Que voici une Bd très joliment dessinée, magnifiquement dessinée même ! les couleurs sont rares mais c’est voulu dans ce noir et blanc estompé qui se voit rejoint parfois par de subtiles touches de couleur évoquant une bi ou une quadrichromie. Cependant, si Harley reste mignonne, les proportions de leur corps et la frilosité générale de la Bd pour les deux sirènes de Gotham restent très déconcertantes et décevantes.
C’est une façon de dire que Harley et Ivy sont quasiment des cageots plus ou moins mal dégrossis, habillés comme des sacs et pas sexys du tout. Surtout lorsqu’on compare cet album à moult comics sortis depuis lors sur les fameuses héroïnes agitées et vindicatives !

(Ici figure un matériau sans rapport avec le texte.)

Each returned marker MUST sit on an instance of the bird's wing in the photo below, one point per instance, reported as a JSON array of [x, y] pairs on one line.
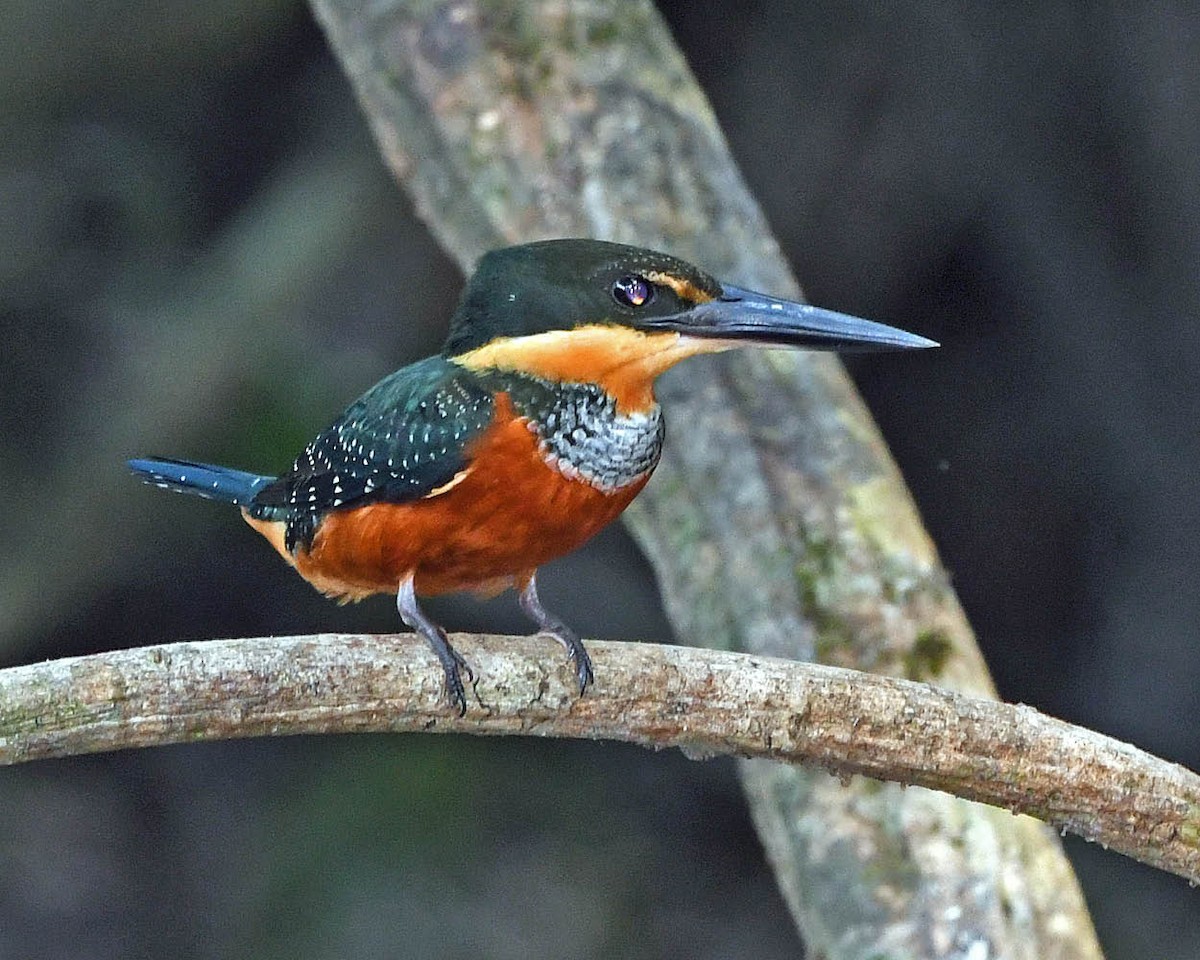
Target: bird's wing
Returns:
[[401, 441]]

Il faut dire que cet album est victime d’un agenda de justice sociale à deux dollars et demi… tout l’album est comme ça à dire vrai, il plie sous le poids écrasant de sa full woke attitude : Ivy par exemple est devenue une femme de couleur ! même qu’on dirait Greta machin 'how dare you' en full stress qui milite et manifeste sans arrêt (une « gilet jaune » au taquet !).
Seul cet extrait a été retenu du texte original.